Duas amostras de cada planta foram colhidas com 0, 6, 12 e 24 horas de experimento. A expressão de sugarina foi muito maior nos casos de furos feitos pela lagarta.

A etapa seguinte foi colocar a proteína em contato com os fungos, que sofreram apoptose, um tipo de morte controlada das células. Apesar de não curar totalmente a podridão vermelha, a sugarina é capaz de amenizar seu impacto na plantação.

Morfologia das hifas
Morfologia das hifas (filamentos celulares dos fungos) do ‘C. falcatum’ antes (esquerda) e depois (direita) do contato com a sugarina. (imagens: Flávia Pereira Franco)

Contornando os prejuízos

A sequência de ataques da broca e dos fungos, conhecida como ‘complexo broca-podridão’, acarreta grandes prejuízos para os produtores de cana-de-açúcar. O inseto penetra na planta e permanece por 40 dias, até virar mariposa. Nesse período, devora a sacarose da cana, que também é usada pelos fungos, gerando perdas significativas na produção de açúcar.

De acordo com Silva-Filho, a alta densidade populacional da planta não permite que haja separação entre exemplares saudáveis e infectados durante a colheita.

O pesquisador ressalta, no entanto, que os maiores prejuízos estão relacionados à produção do álcool. Nesse processo, a fermentação natural da cana e da podridão vermelha concorrem, fazendo com que a quantidade de combustível obtida seja bastante reduzida.

Cana contaminada
Variedade de cana-de-açúcar vítima do complexo broca-podridão. A sequência de ataques da broca e dos fungos acarreta grandes prejuízos para os produtores de cana-de-açúcar, sobretudo na produção do álcool. (foto: Flávia Pereira Franco)

Uma das formas de contornar o prejuízo seria o desenvolvimento de fungicidas capazes de exterminar o F. verticillioides e o C. falcatum antes de atacarem a cana – em geral, eles já estão nas plantações, esperando a oportunidade proporcionada pela broca. Mas, até hoje, não foi possível desenvolver um produto economicamente viável com esse fim.

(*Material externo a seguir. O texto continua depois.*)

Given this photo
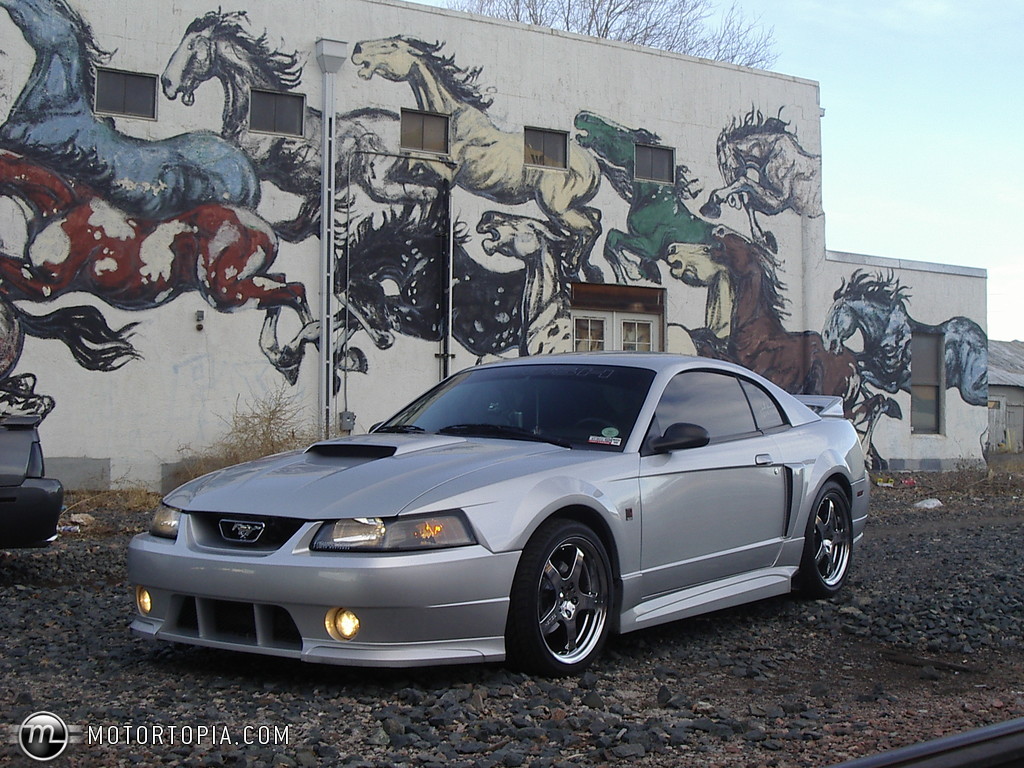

Outra possibilidade é o desenvolvimento de variedades mais resistentes de cana. Para isso, os pesquisadores estão estudando a diferença na regulação de sugarina entre as diversas variedades da planta. “Foram observadas duas formas da proteína”, relata Silva-Filho. “A sequência de aminoácidos é 90% semelhante, mas em cada planta as quantidades produzidas são diferentes. Quer dizer, um espécime pode secretar mais sugarina1 ou sugarina2. Estamos estudando se os maiores níveis de expressão das sugarinas estão relacionados à maior tolerância à presença dos fungos.”